Bolu Kartalkaya’da bulunan Grand Kartal Otel’de, 21 Ocak’ta meydana gelen yangında 78 kişi yaşamını yitirdi, 133 kişi yaralandı. 7 Temmuz’da ilk duruşması görülen davanın 22 Eylül’de de ikinci duruşması görülecek.
Sanıkların incelenen telefon konuşmalarına göre, Gazelle Otel’in genel müdürü Ahmet Demir’in telefon incelemesinde, 24 Ocak tarihinde yani yangından üç gün sonra “İş güvenlik acil yapılacak durumlar” isimli bir WhatsApp grubunun kurulduğu tespit edildi. Sanıklardan Grand Kartal Otel’in ortaklarından ve Halit Ergül’ün kızı tutuklu sanık Ceyda Hacıbekiroğlu’nun, bu gruptan otel çalışanlarına yangın olayı sonrası direktifler verdiği kaydedildi.
Konuyla ilgili Yeri ve Zamanı programında gazeteci Güçlü Özgan'a konuk olan avukat Onur Fırat Kaynun, ‘Soma maden katliamındaki gibi bir süreç yaşamaktan endişeliyiz’ dedi.
Kaynun, şöyle devam etti:
“Temmuzdaki duruşmadan sonra üç personele soruşturma izni verilmişti. Bizim beklentimiz özellikle bu üç personelin 22 Eylül’deki duruşmada yargılanmasıydı. O noktada savcılık hiçbir adım atmadı, bakanlık yetkililerinin yargılanması konusunda hiçbir gelişme yok. Soma maden katliamındaki gibi bir süreç mi yaşayacağız diye endişemiz var. Savcılıkla da görüştüğümüzde şimdilik herhangi bir sonuç alamıyoruz. Bu duruşmada da esas gündemimiz bu olacak diye düşünüyorum.”
‘Bugün olmasa bile bütün sorumlular hukuk önünde hesap verecek’

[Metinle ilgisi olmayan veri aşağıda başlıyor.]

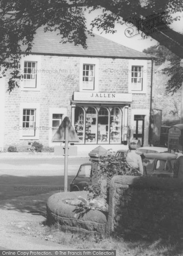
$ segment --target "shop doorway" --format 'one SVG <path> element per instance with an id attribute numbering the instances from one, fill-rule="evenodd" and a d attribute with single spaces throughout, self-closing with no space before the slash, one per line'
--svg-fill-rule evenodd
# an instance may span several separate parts
<path id="1" fill-rule="evenodd" d="M 134 134 L 134 138 L 139 140 L 142 147 L 144 144 L 145 117 L 145 116 L 143 115 L 134 116 L 135 133 Z"/>

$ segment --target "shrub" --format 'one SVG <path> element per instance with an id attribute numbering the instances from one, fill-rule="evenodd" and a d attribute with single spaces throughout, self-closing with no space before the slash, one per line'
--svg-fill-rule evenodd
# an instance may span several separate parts
<path id="1" fill-rule="evenodd" d="M 39 142 L 37 142 L 37 141 L 35 141 L 32 144 L 31 148 L 34 149 L 33 150 L 31 150 L 32 151 L 41 152 L 43 148 L 43 145 L 41 143 L 39 143 Z"/>
<path id="2" fill-rule="evenodd" d="M 8 152 L 18 152 L 16 147 L 9 146 L 8 148 Z"/>

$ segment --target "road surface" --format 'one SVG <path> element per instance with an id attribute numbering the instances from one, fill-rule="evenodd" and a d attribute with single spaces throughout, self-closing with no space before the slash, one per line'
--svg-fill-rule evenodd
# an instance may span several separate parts
<path id="1" fill-rule="evenodd" d="M 89 158 L 69 160 L 68 185 L 80 165 Z M 32 195 L 64 189 L 64 159 L 0 160 L 0 199 Z"/>

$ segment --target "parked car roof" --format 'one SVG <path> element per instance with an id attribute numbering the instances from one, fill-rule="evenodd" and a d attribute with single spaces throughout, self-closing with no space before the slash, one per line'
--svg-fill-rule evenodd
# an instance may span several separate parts
<path id="1" fill-rule="evenodd" d="M 171 153 L 148 153 L 144 154 L 146 158 L 158 158 L 159 159 L 176 159 L 177 156 Z"/>
<path id="2" fill-rule="evenodd" d="M 91 165 L 91 163 L 89 162 L 84 163 L 81 163 L 81 165 Z"/>

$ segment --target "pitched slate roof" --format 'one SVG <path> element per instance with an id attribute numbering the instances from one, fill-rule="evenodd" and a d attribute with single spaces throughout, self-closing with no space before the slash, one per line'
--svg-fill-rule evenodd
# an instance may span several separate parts
<path id="1" fill-rule="evenodd" d="M 32 53 L 128 58 L 153 58 L 149 54 L 128 48 L 97 35 L 94 37 L 88 35 L 87 49 L 85 49 L 81 45 L 75 46 L 73 44 L 60 43 L 61 38 L 57 34 L 57 32 L 45 33 L 42 28 L 38 29 Z M 25 51 L 24 47 L 22 49 Z"/>

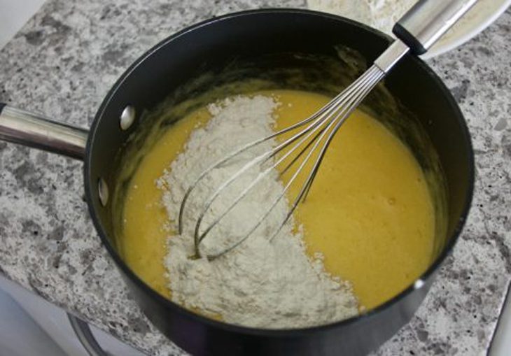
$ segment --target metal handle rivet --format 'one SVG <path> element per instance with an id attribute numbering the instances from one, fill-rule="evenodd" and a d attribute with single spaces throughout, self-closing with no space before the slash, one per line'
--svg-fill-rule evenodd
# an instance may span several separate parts
<path id="1" fill-rule="evenodd" d="M 126 106 L 120 114 L 120 128 L 127 130 L 135 121 L 135 108 L 131 105 Z"/>

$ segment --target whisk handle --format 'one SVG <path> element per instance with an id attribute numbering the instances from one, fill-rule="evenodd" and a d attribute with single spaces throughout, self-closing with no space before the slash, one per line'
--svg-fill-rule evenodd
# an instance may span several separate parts
<path id="1" fill-rule="evenodd" d="M 477 1 L 419 0 L 398 21 L 392 31 L 415 55 L 421 55 Z"/>

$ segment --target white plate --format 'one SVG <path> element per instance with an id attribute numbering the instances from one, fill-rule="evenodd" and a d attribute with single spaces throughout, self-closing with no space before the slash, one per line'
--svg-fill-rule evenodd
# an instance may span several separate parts
<path id="1" fill-rule="evenodd" d="M 363 15 L 360 15 L 363 11 L 357 11 L 358 9 L 364 8 L 364 4 L 359 2 L 360 1 L 307 0 L 307 6 L 312 10 L 330 12 L 346 17 L 351 17 L 352 16 L 354 20 L 366 18 L 369 21 L 370 19 L 367 16 L 364 17 Z M 374 0 L 362 1 L 368 3 L 372 2 L 374 3 L 373 5 L 376 3 Z M 399 1 L 394 0 L 395 2 Z M 377 6 L 386 8 L 388 10 L 388 6 L 391 6 L 392 2 L 389 0 L 379 0 L 379 5 Z M 358 3 L 358 4 L 356 3 Z M 459 22 L 456 24 L 429 51 L 421 57 L 423 59 L 431 58 L 456 48 L 489 26 L 505 11 L 510 5 L 511 5 L 511 0 L 479 0 Z M 402 8 L 402 6 L 401 8 Z M 346 13 L 343 13 L 343 12 Z M 404 10 L 402 10 L 402 12 L 404 12 Z M 396 20 L 400 15 L 402 14 L 393 13 L 389 16 L 393 16 L 393 20 Z M 381 26 L 384 29 L 390 29 L 393 18 L 383 19 L 386 24 L 382 24 Z M 380 24 L 382 23 L 380 20 Z M 367 24 L 370 25 L 370 24 Z M 392 34 L 389 34 L 391 35 Z"/>

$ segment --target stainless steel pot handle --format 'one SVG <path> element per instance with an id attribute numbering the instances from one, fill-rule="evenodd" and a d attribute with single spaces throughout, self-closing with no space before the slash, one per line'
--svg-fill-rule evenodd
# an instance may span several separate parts
<path id="1" fill-rule="evenodd" d="M 419 0 L 392 31 L 416 55 L 431 47 L 477 0 Z"/>
<path id="2" fill-rule="evenodd" d="M 0 140 L 83 159 L 88 130 L 0 103 Z"/>

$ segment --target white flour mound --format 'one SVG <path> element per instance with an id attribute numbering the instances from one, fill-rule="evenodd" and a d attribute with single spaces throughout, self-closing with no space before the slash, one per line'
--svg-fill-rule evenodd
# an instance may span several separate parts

“WhatsApp yazışmalarında en dikkat çekici olan otelin sahiplerinin konuşmaları. Benim açımdan en sansasyoneli şu, şu an tutuksuz bir sanık var ve çalışanlara neredeyse üç maymunu oynayın diyor. Delillerin karartılması yönünde nasıl bir çaba içinde olduklarını göstermiş oldu. Mahkeme heyeti telefonlarına el koymuştu. Emniyetin yaptığı inceleme sonucu bu mesajları gördük. Biz diyoruz ki bu kişi Turizm Bakanı olarak yargılanmasa bile ETS Tur’un sahibi olarak yargılanmalı. Somayı biliyoruz, katliam 2014’te gerçekleşti, kamu görevlilerinin davası yanlış hatırlamıyorsam 2022’de açıldı. Onlara da kayda değer olmayan cezalar verildi. Bugün olmasa bile bütün sanıkların sanık sandalyesine oturacağını sanıyoruz. Elbette bütün sorumlular hukuk önünde hesap verecektir. Biz sadece adalet hızlı tecelli etsin diye mücadele ediyoruz.”